Simone Weil (1909-1943) a toujours nourri un grand intérêt pour la mathématique. Des pages entières des Cahiers sont couvertes par des équations. On s’en souvient, la philosophe française prématurément décédée était proche de son frère André, considéré comme l’un des plus grands mathématiciens de sa génération. Mais la raison biographique est beaucoup plus secondaire que la raison philosophique. La mathématique est, pour la platonicienne que Simone est toujours demeurée, l’un des lieux par excellence de la vérité. Nous nous limiterons ici à un seul thème, mais de grande portée : pour Simone Weil, la mathématique est la contradiction vaincue, le dilemme surmonté entre douceur et brutalité, mais plus encore entre liberté et nécessité.

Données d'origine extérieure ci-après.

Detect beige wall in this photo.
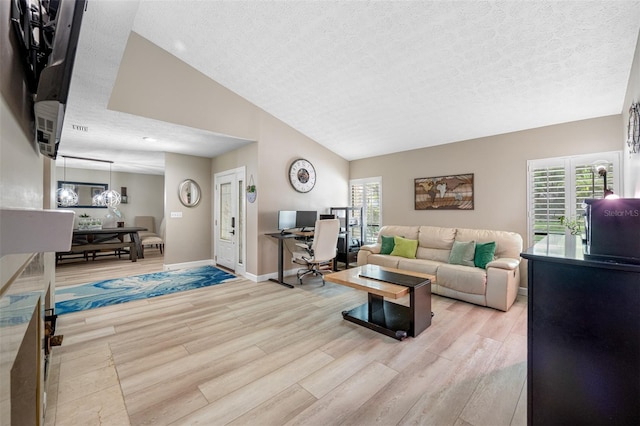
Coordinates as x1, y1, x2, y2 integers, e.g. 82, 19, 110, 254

Pour le comprendre, il nous faut d’abord préciser le sens de deux concepts décisifs de la philosophie weilienne, mathématique et contradiction, avant de les nouer.
Le premier mot est mathématique ou, mieux, la mathématique. Simone Weil en parle toujours au singulier et donne « à ce mot un usage différent de son usage ordinaire, plus étendu [1] ». Fidèle à sa forme d’esprit platonicienne, elle fait de la mathématique non pas une construction, mais une contemplation. Autrement dit, l’objet mathématique n’est pas inventé par l’esprit humain, mais une réalité qui existe dans un monde extramental. Enfin, la mathématique ouvre sur le mystère : « La mathématique seule nous fait éprouver les limites de notre intelligence. […] Ce qu’est la force à notre volonté, l’épaisseur impénétrable de la mathématique l’est à notre intelligence [2] ».
Le second terme, contradiction, est employé à dessein, car, avec l’analogie, il est essentiel à la vie de la pensée : « Les deux choses essentielles de la dialectique platonicienne : contradiction et analogie. Tous deux sont des moyens de sortir du point de vue [3] ». Pour Simone Weil, toute réalité intramondaine et même la mathématique, est contradiction. Seul Dieu en est dénué :
« Si la contradiction est ce qui arrache, tire l’âme vers la lumière, la contemplation des principes premiers (hypothèses) de la géométrie et des sciences connexes doit être une contemplation de leurs contradictions. […] Le bien seul est sans contradiction, mais éblouissant. L’esprit ne peut poser sa vue que sur la contradiction éclairée par le bien [4] ».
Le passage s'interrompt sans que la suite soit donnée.